# LawnBoy 2-cycles no more??



## rhesus4 (Sep 25, 2001)

Heard that LawnBoy-Toro company will no longer make 2 cycle engines?
If this is true, it's a sad day. I've got an old LawnBoy, from 1983, I think. It has outlived at least 4 other mowers I've owned. 
Just wondering. Also wondering if there will still be parts support for the existing mowers.
-John


----------



## DS (Nov 9, 1999)

Well, according to the lawnboy website, 2-cycle powered machines are still available.

http://www.lawnboy.com/productinfo/mowers/index.html

If they stop making 2-cycles,I think it'll be a BIG mistake.


----------



## aggiette (Aug 4, 2004)

*Not me.*



rhesus4 said:


> If this is true, it's a sad day. I've got an old LawnBoy, from 1983, I think. It has outlived at least 4 other mowers I've owned.
> -John


On the other hand I have never had a LB last more than 3 years. The first one died at 3.5 years when the "self-propelled" died the second time. (I got it fixed the first time, but the second--I bought a Poulan.)

Then I moved and bought a 2 year old used LB. Used it twice. Now the shop says that the lower bearing in the engine is bad. Wish I had kept the Poulan.....


----------



## engine man (Mar 25, 2006)

i know this thread is old but if they stop making 2cycle then how would they make 4cycle chainsaws?


----------



## geogrubb (Jul 28, 2006)

There are a lot of innovations going on in the 2cycle world. For one Stihl has something they call 4Max which has the valves and stuff like 4cycle but uses 2cycle mixture with the crankcase acting as the intake so it can run at any angle. I have a Lawnboy Utility mower model 4501 that I bought in 1979 and it is still going strong(still has original points and condenser)and starts on first or second pull, however, the deck is held together with screws and strappings. Have a nice day. Geo


----------



## 30yearTech (Sep 14, 2006)

There are different emission rules that apply to smaller displacement engines then to the larger ones found on most lawnmowers. Lawnboy decided that it would be to difficult and cost prohibitive to develop a 2-cycle engine that could meet the new emission rules and just chose to switch over to 4-cycle engines.

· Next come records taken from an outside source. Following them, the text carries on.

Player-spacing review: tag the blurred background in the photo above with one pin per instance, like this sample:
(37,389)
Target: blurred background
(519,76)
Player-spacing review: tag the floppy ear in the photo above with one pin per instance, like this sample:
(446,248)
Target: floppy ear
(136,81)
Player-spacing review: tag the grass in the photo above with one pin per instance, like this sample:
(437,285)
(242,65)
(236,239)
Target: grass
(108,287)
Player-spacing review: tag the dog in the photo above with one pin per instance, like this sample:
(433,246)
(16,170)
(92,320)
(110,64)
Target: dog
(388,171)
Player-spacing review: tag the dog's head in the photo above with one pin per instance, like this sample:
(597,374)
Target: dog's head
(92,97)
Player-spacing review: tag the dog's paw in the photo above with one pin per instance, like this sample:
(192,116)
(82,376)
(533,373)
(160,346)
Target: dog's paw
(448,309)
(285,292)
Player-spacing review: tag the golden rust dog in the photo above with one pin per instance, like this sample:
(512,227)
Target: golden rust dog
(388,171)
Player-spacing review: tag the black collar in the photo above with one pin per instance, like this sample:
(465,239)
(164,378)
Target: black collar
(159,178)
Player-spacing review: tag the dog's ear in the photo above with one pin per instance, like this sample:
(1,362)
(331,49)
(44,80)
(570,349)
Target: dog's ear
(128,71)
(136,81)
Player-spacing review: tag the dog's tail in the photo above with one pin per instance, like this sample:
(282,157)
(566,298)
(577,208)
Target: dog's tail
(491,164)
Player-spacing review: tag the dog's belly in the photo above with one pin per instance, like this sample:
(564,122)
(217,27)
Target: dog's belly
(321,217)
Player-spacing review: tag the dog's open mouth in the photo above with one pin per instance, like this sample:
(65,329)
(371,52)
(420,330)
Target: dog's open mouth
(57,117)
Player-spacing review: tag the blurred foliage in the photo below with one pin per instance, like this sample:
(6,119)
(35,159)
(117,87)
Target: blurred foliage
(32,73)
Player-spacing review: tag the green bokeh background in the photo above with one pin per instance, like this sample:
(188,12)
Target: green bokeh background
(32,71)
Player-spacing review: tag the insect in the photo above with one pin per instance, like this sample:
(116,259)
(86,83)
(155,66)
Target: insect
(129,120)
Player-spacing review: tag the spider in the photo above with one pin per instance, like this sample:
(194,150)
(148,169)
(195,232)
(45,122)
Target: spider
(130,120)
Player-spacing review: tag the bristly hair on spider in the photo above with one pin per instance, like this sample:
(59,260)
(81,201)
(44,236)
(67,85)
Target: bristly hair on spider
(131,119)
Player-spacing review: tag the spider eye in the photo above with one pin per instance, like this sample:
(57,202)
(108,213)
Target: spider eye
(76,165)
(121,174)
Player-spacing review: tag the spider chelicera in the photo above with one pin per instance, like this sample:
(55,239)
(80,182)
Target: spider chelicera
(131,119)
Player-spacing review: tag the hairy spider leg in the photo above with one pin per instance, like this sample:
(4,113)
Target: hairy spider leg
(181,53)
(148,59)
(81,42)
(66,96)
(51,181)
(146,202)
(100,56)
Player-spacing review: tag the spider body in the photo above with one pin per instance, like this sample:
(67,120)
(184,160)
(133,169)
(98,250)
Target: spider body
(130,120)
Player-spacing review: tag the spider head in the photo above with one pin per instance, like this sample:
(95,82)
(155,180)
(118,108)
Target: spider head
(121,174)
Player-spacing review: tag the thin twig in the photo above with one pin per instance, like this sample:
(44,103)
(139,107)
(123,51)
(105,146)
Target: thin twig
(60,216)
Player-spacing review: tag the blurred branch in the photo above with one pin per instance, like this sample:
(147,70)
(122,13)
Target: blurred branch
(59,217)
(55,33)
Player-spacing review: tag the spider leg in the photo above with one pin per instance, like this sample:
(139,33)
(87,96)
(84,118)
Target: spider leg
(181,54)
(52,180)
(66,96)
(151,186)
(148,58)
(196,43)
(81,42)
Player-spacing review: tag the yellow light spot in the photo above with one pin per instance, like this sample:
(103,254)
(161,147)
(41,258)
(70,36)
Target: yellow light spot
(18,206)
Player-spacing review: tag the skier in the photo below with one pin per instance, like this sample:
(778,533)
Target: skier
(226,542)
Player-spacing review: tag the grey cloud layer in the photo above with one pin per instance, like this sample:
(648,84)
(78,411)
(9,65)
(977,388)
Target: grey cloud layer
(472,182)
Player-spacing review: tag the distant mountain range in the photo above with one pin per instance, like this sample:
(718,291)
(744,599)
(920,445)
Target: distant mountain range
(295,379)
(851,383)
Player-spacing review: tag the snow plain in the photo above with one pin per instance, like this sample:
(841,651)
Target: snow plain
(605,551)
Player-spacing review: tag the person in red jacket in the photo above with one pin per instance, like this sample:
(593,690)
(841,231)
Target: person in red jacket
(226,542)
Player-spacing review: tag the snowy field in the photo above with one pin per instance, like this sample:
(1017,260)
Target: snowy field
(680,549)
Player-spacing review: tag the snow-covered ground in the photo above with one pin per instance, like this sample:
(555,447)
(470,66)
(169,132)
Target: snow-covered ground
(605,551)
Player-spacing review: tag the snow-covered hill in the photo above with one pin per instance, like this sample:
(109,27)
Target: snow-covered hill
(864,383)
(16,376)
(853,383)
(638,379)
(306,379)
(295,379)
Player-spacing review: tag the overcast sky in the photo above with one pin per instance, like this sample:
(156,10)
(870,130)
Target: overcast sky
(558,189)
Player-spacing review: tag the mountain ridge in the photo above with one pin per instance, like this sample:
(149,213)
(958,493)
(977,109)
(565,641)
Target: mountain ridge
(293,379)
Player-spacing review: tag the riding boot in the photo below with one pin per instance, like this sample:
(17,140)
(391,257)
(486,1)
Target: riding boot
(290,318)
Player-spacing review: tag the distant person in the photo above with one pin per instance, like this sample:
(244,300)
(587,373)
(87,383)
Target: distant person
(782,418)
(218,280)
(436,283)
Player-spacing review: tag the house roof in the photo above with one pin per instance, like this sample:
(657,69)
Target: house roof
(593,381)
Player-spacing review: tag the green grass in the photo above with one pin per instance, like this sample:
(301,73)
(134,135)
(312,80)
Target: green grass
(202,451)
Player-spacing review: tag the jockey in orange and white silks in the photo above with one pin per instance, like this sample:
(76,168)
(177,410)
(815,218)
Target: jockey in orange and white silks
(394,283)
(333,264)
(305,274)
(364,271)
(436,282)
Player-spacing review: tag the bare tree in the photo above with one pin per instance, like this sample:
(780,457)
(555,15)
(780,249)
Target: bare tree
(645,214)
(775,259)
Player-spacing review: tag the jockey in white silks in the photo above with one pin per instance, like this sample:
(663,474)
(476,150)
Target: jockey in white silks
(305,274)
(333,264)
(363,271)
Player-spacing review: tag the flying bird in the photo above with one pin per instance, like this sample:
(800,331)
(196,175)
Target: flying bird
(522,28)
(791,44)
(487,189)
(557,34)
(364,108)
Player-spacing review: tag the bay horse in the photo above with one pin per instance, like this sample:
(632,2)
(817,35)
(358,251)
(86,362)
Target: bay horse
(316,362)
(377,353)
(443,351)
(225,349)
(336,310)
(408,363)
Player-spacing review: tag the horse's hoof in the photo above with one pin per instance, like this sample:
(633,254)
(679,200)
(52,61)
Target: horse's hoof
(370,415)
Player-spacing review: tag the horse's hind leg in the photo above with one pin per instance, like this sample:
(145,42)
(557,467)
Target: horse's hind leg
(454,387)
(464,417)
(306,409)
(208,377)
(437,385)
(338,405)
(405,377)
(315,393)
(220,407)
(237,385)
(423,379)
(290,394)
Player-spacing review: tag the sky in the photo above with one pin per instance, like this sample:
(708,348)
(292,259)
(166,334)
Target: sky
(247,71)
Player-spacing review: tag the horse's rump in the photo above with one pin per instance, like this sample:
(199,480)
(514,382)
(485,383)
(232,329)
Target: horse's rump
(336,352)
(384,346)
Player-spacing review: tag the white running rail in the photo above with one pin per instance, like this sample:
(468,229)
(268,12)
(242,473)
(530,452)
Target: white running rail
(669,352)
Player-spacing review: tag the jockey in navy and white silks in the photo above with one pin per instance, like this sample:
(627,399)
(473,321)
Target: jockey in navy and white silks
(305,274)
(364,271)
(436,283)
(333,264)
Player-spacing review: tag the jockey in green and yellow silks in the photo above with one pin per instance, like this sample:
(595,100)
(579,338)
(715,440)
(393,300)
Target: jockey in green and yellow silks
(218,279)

There are still plenty of smaller 2-cycle engines available now, but that could change as emission rules become more stringent.


----------



## lordraptor1 (Mar 10, 2002)

old post i know, but has anyone ever wondered why hp output on mowers keeps getting larger and larger? the answer is simple, to put it simple. an old 3.5 hp lawnmower will actually be a better mower than a 5hp mower today, we can thank the tree huggers for this causing all of these new emission standards is not always a good thing, on cars and other modes of transport i can see but a lawnmower is a seasonal item and should be excluded from emissions. what will be next your nitro and gas radio control car engines, the answer to that question is most likely if it is not already being done.


----------